From the comments so far it's clear that no one thinks that this is a satisfactory sentence whatever might have been meant in the first place.


----------



## jacinta

I agree that this is a sentence no one would use.  What I don't understand is why we are all discussing it.  We just don't use the structure "It has been_______since...


----------



## JLanguage

jacinta said:
			
		

> I agree that this is a sentence no one would use. What I don't understand is why we are all discussing it. We just don't use the structure "It has been_______since...


 
Actually, I've used that structure before. Ex. Man, it has been so long since I've had good pizza! Also: It has been 5 years since your last visit.

-Jonathan.


----------



## fetchezlavache

i voted for option 2. I agree it's not very 'light', but i see nothing wrong with it grammatically, because i realise i have added a word in my head... and that's why i voted 2.

it's been 5 years (yesterday) since i've been working for you.

and in my non-native english, this makes perfect sense.


----------



## jacinta

JLanguage said:
			
		

> Actually, I've used that structure before. Ex. Man, it has been so long since I've had good pizza! Also: It has been 5 years since your last visit.
> 
> -Jonathan.


I like your sentence about the pizza!  That sounds very natural to me.  I was too quick on the draw in my post. Sorry about that. I should have left the last part out.


----------



## Kelly B

The pizza sentence is significantly DIFFERENT from the example at issue. Having that good pizza was a discrete event. Working is a continuous action."Since" does not match with a continuous verb form. "Since I began working" is ok: that happened once (you may still be there, but that first moment you stepped in the door was an event).
"That I have been working" is ok, because "that" matches with the continuous verb form.


----------



## timpeac

Kelly B said:
			
		

> The pizza sentence is significantly DIFFERENT from the example at issue. Having that good pizza was a discrete event. Working is a continuous action."Since" does not match with a continuous verb form. "Since I began working" is ok: that happened once (you may still be there, but that first moment you stepped in the door was an event).
> "That I have been working" is ok, because "that" matches with the continuous verb form.


 
Yes, I think this is the most likely explanation. This construction sounds ok with actions that are more or less punctual, but not ones of generally long duration.

Elroy - this fits in with all the examples in this thread and the other doesn't it? It is kind of the idea I was trying to get at with my "started to" argument in the other thread. As you rightly pointed out you can "start" doing any of the examples. Perhaps the difference is that you view certain actions as discrete/continuous and that's the difference.


----------



## Jana337

JLanguage said:
			
		

> Actually, I've used that structure before. Ex. Man, it has been so long since I've had good pizza! Also: It has been 5 years since your last visit.
> 
> -Jonathan.



This is what I have gleaned from my grammar books and courses:

The structure is "It has been ... since something happened." (and not "has happened")

I would write your sentence like this: It has been 5 years since I had a good pizza.

Or:

It has been 5 years since I last saw her.

But you - being a native - should know better. 

Jana


----------



## timpeac

Jana337 said:
			
		

> This is what I have gleaned from my grammar books and courses:
> 
> The structure is "It has been ... since something happened." (and not "has happened")
> 
> I would write your sentence like this: It has been 5 years since I had a good pizza.
> 
> Or:
> 
> It has been 5 years since I last saw her.
> 
> But you - being a native - should know better.
> 
> Jana


 
There are certain circumstances were the "since someone has been something" sounds ok, and sometimes not to my ears.

To me the sentence in the title is horrible, but if it meant anything it would be a. For Elroy the sentence is fine and would mean b, that was what we were trying to investigate.

I must say I feel no clearer on this issue since I would interpret this thread as showing that most people would agree with me that this is a weird sentence, but would agree with Elroy that if it meant something it would be b.

I hate simply having to say that "to my ears" this sentence is horrible when someone quite rightly says "yes but it's just like this other phrase which you say does work".

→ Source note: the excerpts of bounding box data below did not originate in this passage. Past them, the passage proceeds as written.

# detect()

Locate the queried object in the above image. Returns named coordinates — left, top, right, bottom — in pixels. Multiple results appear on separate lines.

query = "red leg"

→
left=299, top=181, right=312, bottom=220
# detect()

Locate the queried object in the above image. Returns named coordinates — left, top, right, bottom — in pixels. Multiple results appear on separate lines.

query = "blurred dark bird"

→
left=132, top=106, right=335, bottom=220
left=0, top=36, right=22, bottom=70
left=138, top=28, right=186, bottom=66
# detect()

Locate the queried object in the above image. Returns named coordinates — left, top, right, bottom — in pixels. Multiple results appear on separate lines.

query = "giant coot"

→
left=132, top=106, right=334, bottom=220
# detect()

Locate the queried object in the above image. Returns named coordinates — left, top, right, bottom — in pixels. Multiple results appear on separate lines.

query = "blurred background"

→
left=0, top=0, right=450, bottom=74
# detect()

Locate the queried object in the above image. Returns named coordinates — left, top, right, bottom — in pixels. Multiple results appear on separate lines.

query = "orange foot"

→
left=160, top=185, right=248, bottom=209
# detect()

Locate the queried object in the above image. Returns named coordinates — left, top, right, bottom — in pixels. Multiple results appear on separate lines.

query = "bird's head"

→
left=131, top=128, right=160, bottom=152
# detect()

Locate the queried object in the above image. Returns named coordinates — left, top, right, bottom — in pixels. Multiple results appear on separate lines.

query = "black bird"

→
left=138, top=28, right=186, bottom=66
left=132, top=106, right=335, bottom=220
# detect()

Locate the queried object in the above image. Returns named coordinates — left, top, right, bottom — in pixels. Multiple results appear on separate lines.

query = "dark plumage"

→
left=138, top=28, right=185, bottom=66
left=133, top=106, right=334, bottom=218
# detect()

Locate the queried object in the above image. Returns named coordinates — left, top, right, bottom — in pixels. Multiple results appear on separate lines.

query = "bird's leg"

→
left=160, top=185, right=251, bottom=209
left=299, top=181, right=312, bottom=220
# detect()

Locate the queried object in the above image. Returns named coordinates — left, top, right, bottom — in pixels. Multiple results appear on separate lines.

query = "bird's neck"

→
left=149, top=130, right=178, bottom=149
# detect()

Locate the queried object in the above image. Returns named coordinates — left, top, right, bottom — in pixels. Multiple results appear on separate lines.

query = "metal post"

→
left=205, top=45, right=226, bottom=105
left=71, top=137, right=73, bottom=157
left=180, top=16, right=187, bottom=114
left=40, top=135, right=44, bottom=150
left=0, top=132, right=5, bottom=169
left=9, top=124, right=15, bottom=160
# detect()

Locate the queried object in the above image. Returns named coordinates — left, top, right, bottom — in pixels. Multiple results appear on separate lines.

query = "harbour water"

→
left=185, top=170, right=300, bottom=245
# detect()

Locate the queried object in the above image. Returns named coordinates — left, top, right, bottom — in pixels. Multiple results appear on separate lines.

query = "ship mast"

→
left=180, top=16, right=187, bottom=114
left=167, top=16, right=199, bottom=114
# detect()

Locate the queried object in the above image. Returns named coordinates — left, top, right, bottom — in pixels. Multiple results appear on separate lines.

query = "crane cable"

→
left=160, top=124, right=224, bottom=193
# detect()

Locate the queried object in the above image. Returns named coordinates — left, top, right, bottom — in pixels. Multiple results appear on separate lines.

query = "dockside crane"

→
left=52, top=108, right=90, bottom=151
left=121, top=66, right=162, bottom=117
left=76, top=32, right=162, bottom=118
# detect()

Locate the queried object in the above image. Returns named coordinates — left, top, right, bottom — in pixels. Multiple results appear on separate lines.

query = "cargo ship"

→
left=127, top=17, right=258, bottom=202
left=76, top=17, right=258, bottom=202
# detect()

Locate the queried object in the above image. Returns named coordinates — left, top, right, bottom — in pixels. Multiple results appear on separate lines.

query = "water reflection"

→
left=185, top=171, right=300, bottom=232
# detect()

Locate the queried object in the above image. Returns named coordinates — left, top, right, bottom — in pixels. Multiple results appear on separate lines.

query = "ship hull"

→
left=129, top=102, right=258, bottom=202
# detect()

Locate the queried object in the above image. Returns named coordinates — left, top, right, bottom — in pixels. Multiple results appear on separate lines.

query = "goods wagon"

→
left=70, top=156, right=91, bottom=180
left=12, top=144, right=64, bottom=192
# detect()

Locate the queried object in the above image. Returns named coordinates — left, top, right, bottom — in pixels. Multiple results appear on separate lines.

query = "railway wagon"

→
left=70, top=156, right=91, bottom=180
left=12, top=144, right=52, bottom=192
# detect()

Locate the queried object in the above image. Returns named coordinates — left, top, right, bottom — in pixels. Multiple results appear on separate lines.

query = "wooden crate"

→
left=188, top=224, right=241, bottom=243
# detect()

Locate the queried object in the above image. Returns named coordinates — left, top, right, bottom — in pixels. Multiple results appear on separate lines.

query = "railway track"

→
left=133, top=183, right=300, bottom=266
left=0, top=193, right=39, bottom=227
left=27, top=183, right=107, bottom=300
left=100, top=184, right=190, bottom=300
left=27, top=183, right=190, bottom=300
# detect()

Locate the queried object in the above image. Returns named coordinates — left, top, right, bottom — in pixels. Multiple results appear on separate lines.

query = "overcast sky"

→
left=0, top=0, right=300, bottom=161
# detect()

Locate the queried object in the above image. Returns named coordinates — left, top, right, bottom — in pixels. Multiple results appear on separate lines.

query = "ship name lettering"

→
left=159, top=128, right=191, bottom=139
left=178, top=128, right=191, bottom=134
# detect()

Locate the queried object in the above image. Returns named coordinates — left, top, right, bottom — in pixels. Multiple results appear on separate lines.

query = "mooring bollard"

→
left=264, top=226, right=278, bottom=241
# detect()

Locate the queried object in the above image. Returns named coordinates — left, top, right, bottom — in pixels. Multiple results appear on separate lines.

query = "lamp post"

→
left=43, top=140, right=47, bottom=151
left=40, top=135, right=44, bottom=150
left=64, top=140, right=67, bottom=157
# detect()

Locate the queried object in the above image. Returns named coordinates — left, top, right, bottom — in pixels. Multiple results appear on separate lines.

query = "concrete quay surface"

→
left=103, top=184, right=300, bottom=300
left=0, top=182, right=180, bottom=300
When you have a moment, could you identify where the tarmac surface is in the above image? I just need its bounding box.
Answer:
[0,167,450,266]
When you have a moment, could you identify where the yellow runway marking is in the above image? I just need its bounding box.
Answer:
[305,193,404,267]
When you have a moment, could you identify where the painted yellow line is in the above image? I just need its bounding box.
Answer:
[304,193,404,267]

If anyone can explain the difference between my two sentences in post 13 I would appreciate it.


----------



## Kelly B

Well, I don't like the second sentence in #13 either. (Sitting there in stunned surprise, are you? thought not. Tee hee.) 
I'd say They have been living apart for five years.
Or something, anything, else, to avoid "since" in that sort of sentence.


----------



## timpeac

Kelly B said:
			
		

> Well, I don't like the second sentence in #13 either. (Sitting there in stunned surprise, are you? thought not. Tee hee.)
> I'd say They have been living apart for five years.
> Or something, anything, else, to avoid "since" in that sort of sentence.


 
What about this one then - I have to give credit to Elroy for finding this, but it sounds fine to me too -

*You’re looking much better since you’ve been out of hospital.*

I know you could say this in other ways, but this sentence is grammatically OK wouldn't you say?


----------



## Narda

I voted for the second.  I imagined somebody saying:


It has been five years since I have been working for you, yet, I  have not received a raise.


----------



## leenico

*It has been five years since I have been working for your company. * 

"Have been working," to me implies that the person is still working for the company.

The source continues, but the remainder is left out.